The reality is that defensive postures have been predominantly focused on the newest security hardware and software that best satisfies the regulatory compliance. Unfortunately, these published standards and practices also provide the adversary with a play-book of what they can expect from their target network. Through experience, the adversary also has a reasonable expectation that it will not face an active human defender in a network filled with automated technologies, published standards, antiquated best practices, and compliance requirements. They know that if they breach the network’s boundary, they will most likely have freedom of movement within the victim’s uncontested network interior.
A static security posture will always lag behind an active attacker in processing situational information. It is inevitable. As the cyber attacker adapts in real- or near real-time to the tools, techniques, and procedures employed by static security measures, the attacker will always prevail. The only effective counter to a skilled, thinking, active attacker is a well-informed, thinking active cyber defender who stands in opposition to the adversary’s malicious activities.

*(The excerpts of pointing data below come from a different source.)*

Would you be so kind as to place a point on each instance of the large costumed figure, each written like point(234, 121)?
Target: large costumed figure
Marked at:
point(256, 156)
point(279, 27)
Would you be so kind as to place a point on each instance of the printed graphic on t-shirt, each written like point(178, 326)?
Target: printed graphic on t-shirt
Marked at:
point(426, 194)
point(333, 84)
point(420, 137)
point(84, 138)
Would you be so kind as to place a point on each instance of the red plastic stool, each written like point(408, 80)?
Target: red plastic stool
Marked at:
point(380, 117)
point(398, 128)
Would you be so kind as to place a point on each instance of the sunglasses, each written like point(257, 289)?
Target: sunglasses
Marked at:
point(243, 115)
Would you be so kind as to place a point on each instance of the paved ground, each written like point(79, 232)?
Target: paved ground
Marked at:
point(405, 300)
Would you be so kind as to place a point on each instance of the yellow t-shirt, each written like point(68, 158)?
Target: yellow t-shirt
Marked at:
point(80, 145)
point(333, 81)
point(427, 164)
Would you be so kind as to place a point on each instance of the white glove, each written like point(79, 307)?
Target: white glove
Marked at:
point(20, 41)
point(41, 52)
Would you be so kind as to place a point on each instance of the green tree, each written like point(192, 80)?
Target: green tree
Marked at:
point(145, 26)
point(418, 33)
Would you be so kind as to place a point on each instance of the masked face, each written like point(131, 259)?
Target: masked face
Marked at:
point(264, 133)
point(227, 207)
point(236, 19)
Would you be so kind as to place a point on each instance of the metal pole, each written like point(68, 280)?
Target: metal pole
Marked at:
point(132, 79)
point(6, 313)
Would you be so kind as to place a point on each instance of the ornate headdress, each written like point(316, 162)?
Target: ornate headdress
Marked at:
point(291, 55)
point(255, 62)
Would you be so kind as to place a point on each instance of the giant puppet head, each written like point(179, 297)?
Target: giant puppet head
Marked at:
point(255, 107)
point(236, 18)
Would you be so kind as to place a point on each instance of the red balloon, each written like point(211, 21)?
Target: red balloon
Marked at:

A defensive strategy that incorporates an active cyber defender to proactively hunt for, and preemptively engage the adversary within the organization’s proprietary network is needed to counter the evolving cyber threat. This trained and equipped defender must serve as the centerpiece of the organization’s cyber defense strategy. This approach – Manned Information Security or HUNT – pits an active, thinking defender against an active, thinking attacker.
This requires a significant shift in current cybersecurity requirements, protocols, and approach. Having regulatory requirements that are focused on ensuring a minimum-level of security is not a sufficient mechanism to deter an active adversary. While it holds organizations accountable to a minimum-level of applied security, it does not ensure a secure network. It also does not achieve the desired effect of deterrence. Our Nation and its regulatory leadership must recognize that both current and new cyber policy will not protect companies, shareholders, depositories, or critical infrastructure. We must change our approach. There must be a defense-in-depth strategy that integrates passive security applications and automated technologies, with active cyber defense, focused threat intelligence, and adversary pursuit (HUNT). This approach brings the human defender back to the center of cyber defense while leveraging advanced technology to meet and defeat the human adversary.
In summary, relying on passive assessments, compliance, regulation and industry best practice as an implementation for security and safety of the network is not sufficient. The adversary understands these same requirements and will use them as a playbook to compromise the network. The adversary understands that organizations are more focused on execution of business strategies and therefore will only meet the minimum regulatory standards to secure their network. Organizations need to understand that cybersecurity risks have to be considered, evaluated and addressed at the earliest stages of the process. This model must ensure it takes into account business-context driven threats, active adversary pursuit and the vulnerabilities or weaknesses that currently exist.